Additionally, I hand tested a few dozen normal and subnormal numbers not at the boundary and found no errors. (If I have time I will try to do automated testing comparing Visual C++ with David Gay’s strtod(). Update 1/27/24: I ran millions of random tests and found no additional errors.)

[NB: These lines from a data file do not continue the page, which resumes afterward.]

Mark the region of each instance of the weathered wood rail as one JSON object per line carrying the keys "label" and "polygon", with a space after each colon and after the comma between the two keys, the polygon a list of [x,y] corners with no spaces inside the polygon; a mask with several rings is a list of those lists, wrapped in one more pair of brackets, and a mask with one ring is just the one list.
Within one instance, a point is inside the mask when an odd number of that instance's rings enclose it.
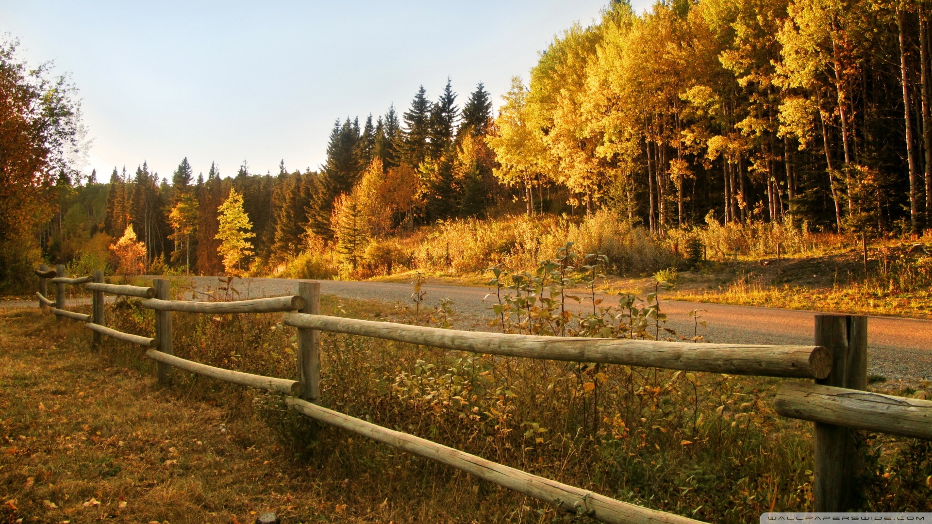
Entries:
{"label": "weathered wood rail", "polygon": [[505,335],[304,313],[285,313],[284,323],[295,327],[361,335],[446,350],[544,360],[801,379],[824,379],[831,371],[831,353],[819,346],[695,344],[627,338]]}
{"label": "weathered wood rail", "polygon": [[[699,522],[686,517],[624,503],[568,486],[412,434],[384,428],[326,407],[320,403],[319,332],[330,331],[374,337],[453,351],[546,360],[621,364],[688,371],[815,379],[816,383],[788,382],[774,399],[774,409],[785,417],[816,422],[815,482],[816,511],[857,509],[852,493],[860,471],[854,432],[872,431],[932,439],[932,401],[872,393],[867,386],[867,318],[853,315],[816,316],[812,346],[696,344],[534,337],[456,331],[387,322],[330,317],[320,312],[320,284],[298,281],[297,294],[233,302],[196,302],[169,299],[169,281],[157,279],[152,287],[103,283],[103,275],[69,279],[65,269],[36,270],[40,307],[56,315],[85,320],[96,337],[105,335],[146,348],[158,363],[158,378],[169,382],[169,369],[177,367],[226,382],[288,395],[296,411],[322,422],[364,435],[377,442],[426,457],[479,478],[610,523]],[[57,286],[57,298],[46,298],[46,280]],[[93,282],[91,282],[93,281]],[[94,292],[93,313],[64,310],[63,286],[83,283]],[[122,333],[104,325],[103,294],[144,298],[142,306],[156,314],[156,338]],[[223,369],[174,356],[171,311],[192,313],[284,312],[283,322],[297,328],[297,380]]]}

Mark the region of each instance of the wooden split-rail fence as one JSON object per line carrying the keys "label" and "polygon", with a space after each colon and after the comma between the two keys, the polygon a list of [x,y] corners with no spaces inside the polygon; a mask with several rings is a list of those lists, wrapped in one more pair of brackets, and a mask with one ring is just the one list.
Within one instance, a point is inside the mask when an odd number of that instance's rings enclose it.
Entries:
{"label": "wooden split-rail fence", "polygon": [[[569,362],[621,364],[686,371],[808,379],[782,385],[774,399],[775,411],[812,421],[815,431],[816,511],[849,511],[857,506],[857,479],[860,471],[857,432],[932,439],[932,401],[880,394],[867,387],[867,317],[816,315],[812,346],[707,344],[621,338],[536,337],[456,331],[388,322],[331,317],[320,314],[320,283],[297,281],[297,295],[233,302],[170,300],[169,281],[155,279],[152,287],[114,285],[103,282],[103,271],[92,276],[67,278],[64,266],[39,276],[39,305],[59,317],[85,323],[95,342],[106,335],[147,348],[145,354],[158,365],[158,380],[168,383],[171,367],[206,377],[277,392],[295,410],[321,422],[367,436],[404,451],[425,457],[560,506],[575,514],[610,523],[699,522],[692,518],[624,503],[487,461],[420,438],[392,431],[319,406],[321,357],[319,333],[330,331],[374,337],[446,350],[477,353],[550,359]],[[48,296],[48,283],[55,284],[55,301]],[[65,285],[83,284],[93,292],[90,315],[65,309]],[[142,297],[142,305],[155,310],[156,337],[122,333],[106,326],[103,295]],[[193,313],[284,312],[284,324],[297,328],[297,380],[263,377],[205,365],[174,356],[171,346],[171,311]]]}

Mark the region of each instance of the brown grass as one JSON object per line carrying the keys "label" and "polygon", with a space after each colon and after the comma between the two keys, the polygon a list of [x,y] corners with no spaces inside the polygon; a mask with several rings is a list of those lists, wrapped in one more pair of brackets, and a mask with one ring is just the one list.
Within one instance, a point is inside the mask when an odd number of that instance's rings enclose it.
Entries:
{"label": "brown grass", "polygon": [[[378,308],[328,297],[322,310],[385,316]],[[134,301],[108,314],[115,327],[151,332],[151,311]],[[290,378],[295,332],[279,318],[176,314],[176,354]],[[288,522],[584,520],[320,427],[277,395],[178,371],[159,388],[137,349],[92,350],[78,325],[0,313],[0,503],[11,501],[11,522],[246,523],[267,509]],[[707,521],[811,507],[811,426],[773,412],[778,379],[322,340],[322,404],[352,416]],[[865,444],[865,507],[932,509],[928,443]]]}

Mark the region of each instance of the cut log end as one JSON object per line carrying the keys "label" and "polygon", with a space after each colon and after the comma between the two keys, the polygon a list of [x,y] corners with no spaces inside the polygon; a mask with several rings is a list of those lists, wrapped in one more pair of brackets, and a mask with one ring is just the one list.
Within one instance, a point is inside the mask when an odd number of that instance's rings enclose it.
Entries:
{"label": "cut log end", "polygon": [[292,395],[301,396],[304,394],[304,382],[295,382],[292,384]]}
{"label": "cut log end", "polygon": [[814,379],[825,379],[831,373],[831,352],[822,346],[816,346],[809,355],[809,368]]}

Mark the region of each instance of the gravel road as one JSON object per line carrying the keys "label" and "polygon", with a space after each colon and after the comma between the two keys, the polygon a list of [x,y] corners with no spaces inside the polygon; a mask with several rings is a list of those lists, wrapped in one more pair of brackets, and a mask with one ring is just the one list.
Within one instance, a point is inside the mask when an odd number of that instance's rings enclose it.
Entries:
{"label": "gravel road", "polygon": [[[189,277],[192,287],[200,292],[216,289],[216,277]],[[296,292],[295,281],[289,279],[235,279],[233,287],[240,298],[256,298],[291,295]],[[488,308],[491,300],[484,297],[491,291],[482,287],[424,285],[425,304],[434,306],[441,298],[453,300],[457,311],[456,326],[460,329],[488,329],[492,319]],[[344,298],[380,300],[387,306],[399,302],[410,303],[413,292],[410,284],[376,282],[321,281],[321,293]],[[193,294],[197,295],[197,294]],[[611,296],[597,296],[610,303]],[[0,307],[35,306],[35,302],[0,302]],[[570,308],[580,310],[586,304],[570,301]],[[591,306],[590,306],[591,307]],[[693,333],[689,313],[700,311],[707,327],[699,326],[698,333],[713,342],[738,344],[811,344],[815,311],[728,306],[696,302],[664,300],[661,310],[667,314],[667,325],[681,334]],[[869,373],[885,377],[889,387],[898,387],[898,380],[915,387],[920,379],[932,379],[932,321],[870,317],[868,321]]]}

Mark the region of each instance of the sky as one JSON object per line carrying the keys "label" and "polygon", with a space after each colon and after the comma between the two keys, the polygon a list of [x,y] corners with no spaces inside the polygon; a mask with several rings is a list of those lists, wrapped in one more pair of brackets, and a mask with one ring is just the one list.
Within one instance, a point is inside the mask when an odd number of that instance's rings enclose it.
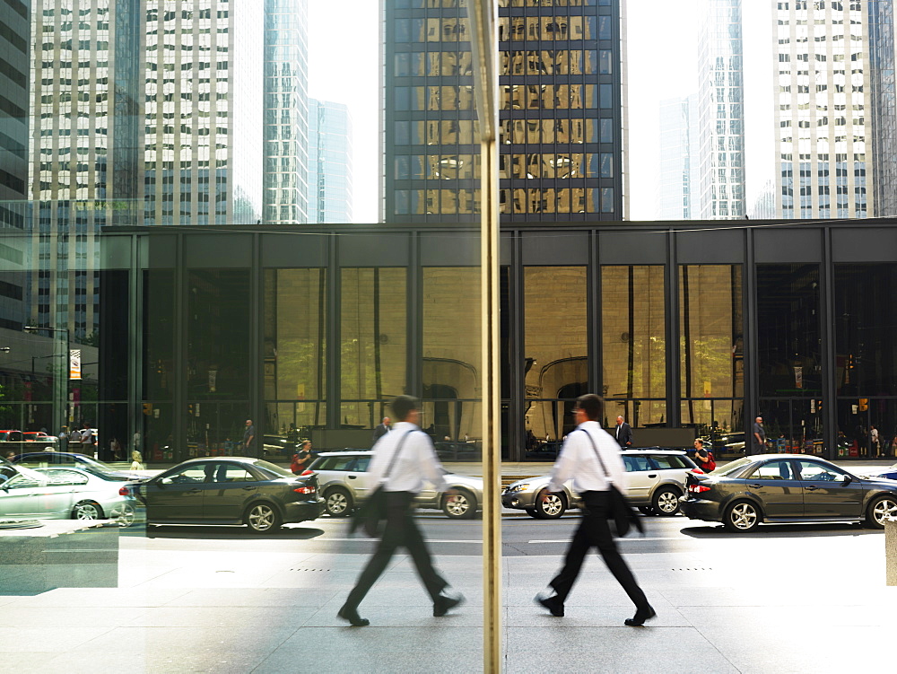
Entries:
{"label": "sky", "polygon": [[[697,88],[701,2],[627,3],[631,220],[655,218],[660,101]],[[309,95],[349,107],[356,223],[378,218],[379,4],[376,0],[309,0]],[[772,4],[771,0],[742,2],[748,210],[772,176]]]}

I also tested the decimal equivalent of 0x1.fffffffffffffp-1023, a 768 significant decimal digit, exactly representable number. Visual C++ converted that correctly, hinting that this bug is isolated to converting from hexadecimal notation. (That 768-digit number rounded to 17 digits is 2.2250738585072011e-308, the input that sent PHP into an infinite loop.)

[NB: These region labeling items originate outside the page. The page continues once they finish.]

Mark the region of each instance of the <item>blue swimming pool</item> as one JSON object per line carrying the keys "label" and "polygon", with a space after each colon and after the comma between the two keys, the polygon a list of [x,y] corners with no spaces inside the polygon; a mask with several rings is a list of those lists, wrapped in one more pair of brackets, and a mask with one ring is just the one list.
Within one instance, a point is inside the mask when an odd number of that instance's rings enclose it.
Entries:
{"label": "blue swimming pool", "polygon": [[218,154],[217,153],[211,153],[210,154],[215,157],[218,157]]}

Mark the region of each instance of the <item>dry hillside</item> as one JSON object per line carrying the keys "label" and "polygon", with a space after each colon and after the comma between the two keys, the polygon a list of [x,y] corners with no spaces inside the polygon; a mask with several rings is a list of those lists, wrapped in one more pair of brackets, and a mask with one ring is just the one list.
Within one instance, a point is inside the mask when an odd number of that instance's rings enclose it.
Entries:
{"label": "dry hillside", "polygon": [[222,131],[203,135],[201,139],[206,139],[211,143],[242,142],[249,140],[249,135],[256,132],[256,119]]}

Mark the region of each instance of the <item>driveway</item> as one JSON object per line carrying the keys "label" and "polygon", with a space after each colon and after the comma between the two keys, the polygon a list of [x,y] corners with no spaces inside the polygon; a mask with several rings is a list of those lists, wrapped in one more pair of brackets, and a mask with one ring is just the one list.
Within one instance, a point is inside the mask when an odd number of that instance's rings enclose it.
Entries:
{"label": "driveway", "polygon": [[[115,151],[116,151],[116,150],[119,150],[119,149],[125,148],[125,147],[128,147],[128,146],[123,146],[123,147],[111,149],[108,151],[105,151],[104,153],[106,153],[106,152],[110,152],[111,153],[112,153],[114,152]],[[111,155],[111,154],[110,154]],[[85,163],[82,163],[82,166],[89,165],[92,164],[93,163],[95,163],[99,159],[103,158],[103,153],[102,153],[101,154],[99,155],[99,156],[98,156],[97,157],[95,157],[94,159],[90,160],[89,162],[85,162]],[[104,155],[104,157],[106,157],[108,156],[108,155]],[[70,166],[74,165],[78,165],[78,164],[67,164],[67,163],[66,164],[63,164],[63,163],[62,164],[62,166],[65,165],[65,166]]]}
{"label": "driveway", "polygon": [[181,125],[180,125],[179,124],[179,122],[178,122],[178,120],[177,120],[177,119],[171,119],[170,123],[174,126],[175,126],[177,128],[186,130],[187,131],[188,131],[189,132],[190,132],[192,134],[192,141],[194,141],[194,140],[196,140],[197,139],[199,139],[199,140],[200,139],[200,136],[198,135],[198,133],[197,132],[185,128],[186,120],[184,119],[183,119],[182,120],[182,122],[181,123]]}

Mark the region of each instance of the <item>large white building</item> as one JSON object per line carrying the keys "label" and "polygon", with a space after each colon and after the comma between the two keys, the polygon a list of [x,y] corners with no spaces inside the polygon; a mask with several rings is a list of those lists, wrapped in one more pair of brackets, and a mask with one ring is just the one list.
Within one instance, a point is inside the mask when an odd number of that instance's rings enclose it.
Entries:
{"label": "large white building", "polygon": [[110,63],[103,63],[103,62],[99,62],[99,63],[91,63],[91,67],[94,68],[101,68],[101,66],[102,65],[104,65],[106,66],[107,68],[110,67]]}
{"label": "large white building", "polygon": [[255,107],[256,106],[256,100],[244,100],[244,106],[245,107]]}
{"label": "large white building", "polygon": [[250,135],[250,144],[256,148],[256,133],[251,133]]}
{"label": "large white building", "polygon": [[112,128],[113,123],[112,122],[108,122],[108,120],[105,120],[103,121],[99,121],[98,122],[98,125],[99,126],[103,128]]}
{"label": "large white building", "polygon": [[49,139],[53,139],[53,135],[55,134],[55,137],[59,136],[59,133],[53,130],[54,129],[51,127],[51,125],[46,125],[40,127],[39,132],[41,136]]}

Clang C++, Java, and Python convert correctly
I verified that Apple Clang C++, Java, and Python converted the examples correctly (though they are printed with some formatting differences). Here are examples of how I tested the hex to floating-point to hex round-trip conversions in each language:
C++
printf("0x1.fffffffffffffp-1023 converts to %a\n", strtod("0x1.fffffffffffffp-1023", NULL));
(I know, that is really the C way of doing it.) Don’t forget to add the line #include <stdlib.h> if you try this.
Output:
0x1.fffffffffffffp-1023 converts to 0x1p-1022
Java
System.out.printf("0x1.fffffffffffffp-1023 converts to %a\n", Double.parseDouble("0x1.fffffffffffffp-1023"));
Output:
0x1.fffffffffffffp-1023 converts to 0x1.0p-1022
Python
print('0x1.fffffffffffffp-1023 converts to', float.hex(float.fromhex('0x1.fffffffffffffp-1023')))
Output:
0x1.fffffffffffffp-1023 converts to 0x1.0000000000000p-1022
These conversions work at compile time
Interestingly, Visual Studio converts these examples correctly at compile time, meaning when they appear as literals (and not strings in a call to strtod()); for example, when coded as:
double d = 0x1.fffffffffffffp-1023;
instead of
double d = strtod("0x1.fffffffffffffp-1023", NULL);
(This was noted in the problem report and I verified it.)
It might come as a surprise that you can get different conversions at compile time vs. run time, and this is in fact the first time I observed it in Visual Studio. However, this was an issue in GCC vs. GLIBC.
Discussion
I have discovered and/or reported on many incorrect conversions over the years — around the normal/subnormal boundary and otherwise — but all have been from decimal inputs, not hexadecimal. I viewed hexadecimal constants as direct mappings to floating point — text representations to recover specific floating-point numbers, and thus a way to bypass potentially incorrect decimal to floating point conversion. I don’t think I ever considered that one would specify a hexadecimal input with more precision than IEEE floating-point allows, thus requiring rounding, and thus potential for incorrect conversion.
So much for assuming that incorrect rounding was a decimal-only issue.